The JS projects have ~570 installed packages across ~25 direct dependencies, and 259 commits (22%) touch package.json. Libraries get abandoned (Vuex → Pinia, webpack → Vite, moment → date-fns), major versions break APIs (Vuetify 1→2→3→4 required 8+ commits with reverts), and transitive vulnerabilities create perpetual maintenance.
This directly killed momentum. The 287-day dormancy starting Dec 2018 follows a reverted dependency upgrade. The 303-day gap after Oct 2019 follows a failed migration. A weekend producing only a partially-working upgrade with no new features makes it hard to come back.
The native app avoids this entirely — for now. Apple’s SDK evolves on a predictable annual cycle, not the constant churn of the JS ecosystem.
The Rhythm of a Side Project
| Time Pattern | Web+Server | Native |
|---|---|---|
| Weekend commits | 37-51% | 52% |
| Longest gap | 303-331 days | 13 hours (sleep) |
The dormancy periods align across web and server — both go quiet and revive together, driven by holidays. The native app hasn’t hit its first dormancy yet.
The question isn’t whether it will slow down, but what happens when it does. The original projects are self-documenting — you pick them up after 10 months and the code tells you how it works. The native app is AI-generated and unread. AI might make re-entry easier (it can explain the codebase), but the owner has no independent ability to verify those explanations.
Key Insights
1. AI Changed Who Can Build, Not What Gets Built
The native app was built by someone with zero platform experience.
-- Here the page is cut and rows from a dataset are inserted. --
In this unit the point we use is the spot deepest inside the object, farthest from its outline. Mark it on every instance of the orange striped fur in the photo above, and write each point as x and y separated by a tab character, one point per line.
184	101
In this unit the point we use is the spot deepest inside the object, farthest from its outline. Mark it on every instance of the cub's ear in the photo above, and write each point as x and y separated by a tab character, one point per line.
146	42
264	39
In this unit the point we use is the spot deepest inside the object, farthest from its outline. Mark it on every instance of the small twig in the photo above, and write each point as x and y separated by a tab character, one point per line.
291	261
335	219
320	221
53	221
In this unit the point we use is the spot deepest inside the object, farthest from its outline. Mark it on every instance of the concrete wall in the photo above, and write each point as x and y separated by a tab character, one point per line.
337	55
AI made platform expertise optional for initial construction — but the resulting codebase is opaque to its owner in a way the original projects never were.
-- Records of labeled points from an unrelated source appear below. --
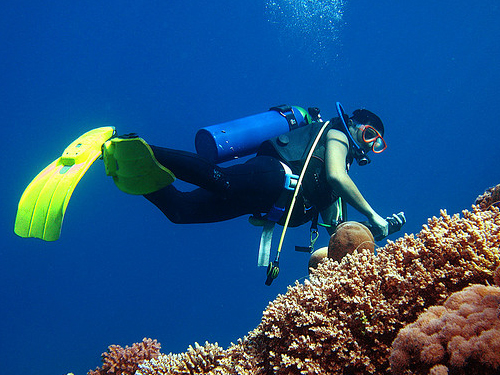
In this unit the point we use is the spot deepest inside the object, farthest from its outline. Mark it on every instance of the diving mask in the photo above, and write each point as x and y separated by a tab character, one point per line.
371	135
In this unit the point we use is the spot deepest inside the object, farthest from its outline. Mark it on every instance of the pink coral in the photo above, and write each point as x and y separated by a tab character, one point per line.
463	334
345	318
125	361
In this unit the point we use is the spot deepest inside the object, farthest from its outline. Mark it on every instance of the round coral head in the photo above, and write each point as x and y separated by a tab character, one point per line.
348	237
317	257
2. Speed and Quality Traded Off at 12:1
31% fix rate (native) vs. 2.6% (server). The generate-and-patch cycle reflects genuine instability, not just frequent commits.
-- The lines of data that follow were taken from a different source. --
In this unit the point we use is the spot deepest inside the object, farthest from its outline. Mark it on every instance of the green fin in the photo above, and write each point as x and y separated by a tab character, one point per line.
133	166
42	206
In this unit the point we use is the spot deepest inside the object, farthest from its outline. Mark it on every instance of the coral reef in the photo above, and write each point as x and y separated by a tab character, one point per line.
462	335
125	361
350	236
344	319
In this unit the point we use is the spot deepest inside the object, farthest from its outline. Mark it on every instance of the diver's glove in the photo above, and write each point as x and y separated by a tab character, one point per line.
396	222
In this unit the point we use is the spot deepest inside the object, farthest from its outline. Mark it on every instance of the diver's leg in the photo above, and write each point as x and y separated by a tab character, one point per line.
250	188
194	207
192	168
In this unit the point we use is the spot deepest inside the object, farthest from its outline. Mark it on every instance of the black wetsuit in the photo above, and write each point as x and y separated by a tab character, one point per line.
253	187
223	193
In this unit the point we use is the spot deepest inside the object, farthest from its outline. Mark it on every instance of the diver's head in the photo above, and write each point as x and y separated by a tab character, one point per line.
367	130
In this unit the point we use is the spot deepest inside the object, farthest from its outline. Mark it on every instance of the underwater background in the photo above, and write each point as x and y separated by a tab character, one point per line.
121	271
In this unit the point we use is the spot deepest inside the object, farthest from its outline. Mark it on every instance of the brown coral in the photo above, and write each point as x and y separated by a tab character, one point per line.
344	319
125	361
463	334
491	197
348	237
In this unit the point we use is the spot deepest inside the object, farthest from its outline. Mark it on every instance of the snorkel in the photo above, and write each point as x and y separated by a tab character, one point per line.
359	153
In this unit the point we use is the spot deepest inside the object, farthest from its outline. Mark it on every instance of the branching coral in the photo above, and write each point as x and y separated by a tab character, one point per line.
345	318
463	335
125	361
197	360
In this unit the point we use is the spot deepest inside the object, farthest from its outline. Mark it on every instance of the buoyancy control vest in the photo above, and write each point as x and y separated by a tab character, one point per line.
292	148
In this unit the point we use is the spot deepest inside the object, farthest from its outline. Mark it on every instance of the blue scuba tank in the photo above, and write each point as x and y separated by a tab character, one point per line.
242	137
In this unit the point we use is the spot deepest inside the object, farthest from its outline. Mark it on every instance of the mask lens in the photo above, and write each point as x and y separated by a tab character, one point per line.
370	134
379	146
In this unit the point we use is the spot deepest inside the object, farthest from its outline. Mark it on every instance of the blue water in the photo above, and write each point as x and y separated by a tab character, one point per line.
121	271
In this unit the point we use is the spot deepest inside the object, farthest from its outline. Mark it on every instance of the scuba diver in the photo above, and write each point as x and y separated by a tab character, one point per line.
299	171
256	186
3. AI Ignores Instructions Without Enforcement
TDD was instructed from day 1, ignored for 5 days. Only structured skill enforcement changed actual behavior. Plain-text instructions are suggestions, not constraints.
4. AI-Written Tests Can Validate Bugs
33 fix commits required changing test expectations — the tests were asserting buggy behavior was correct. When AI writes both sides from the same wrong model, tests provide false confidence. Good test architecture (real backends, no mocks) helps but doesn’t solve the problem.
5. The 1.8x Size Ratio Is Mostly Language, Not Bloat
~26% is Swift type system overhead, ~14% is the offline CloudKit backend (which the web app doesn’t have), ~9% is native-only features. The Remote backend is properly thin. Feature-level code is comparable to the web equivalents.
6. Plans Are a Supervision Mechanism, Not Documentation
The original projects need no documentation — the code is self-documenting. The native app has 46,700 lines of plans because AI-directed development needs an external record of intent. The AI frequently fails to fully execute plans, so keeping them lets you audit completeness. Plans aren’t documentation — they’re a quality control mechanism for an unreliable implementer.
7. The JS Dependency Treadmill Is a Real Cost
22% of all web+server commits are dependency maintenance. Failed upgrades killed momentum and contributed to dormancy. The native app’s zero-dependency approach avoids this entirely, though Apple’s evolution will eventually impose its own (more predictable) tax.
8. The Risk Is Opacity, Not Size
20,600 lines is a manageable codebase. The risk is that zero of those lines have been read by a human. If AI tools remain capable, this may work. If they don’t — or the codebase outgrows what AI can reason about — the project is stranded. The original projects carry no such risk: self-documenting code that anyone with JS experience can pick up.
9. Side Projects Have a Heartbeat Regardless of Tooling
Dormancy cycles are driven by life, not technology. AI may change the revival cost, but it doesn’t change the fundamental constraint that side projects compete with the rest of life for time and energy.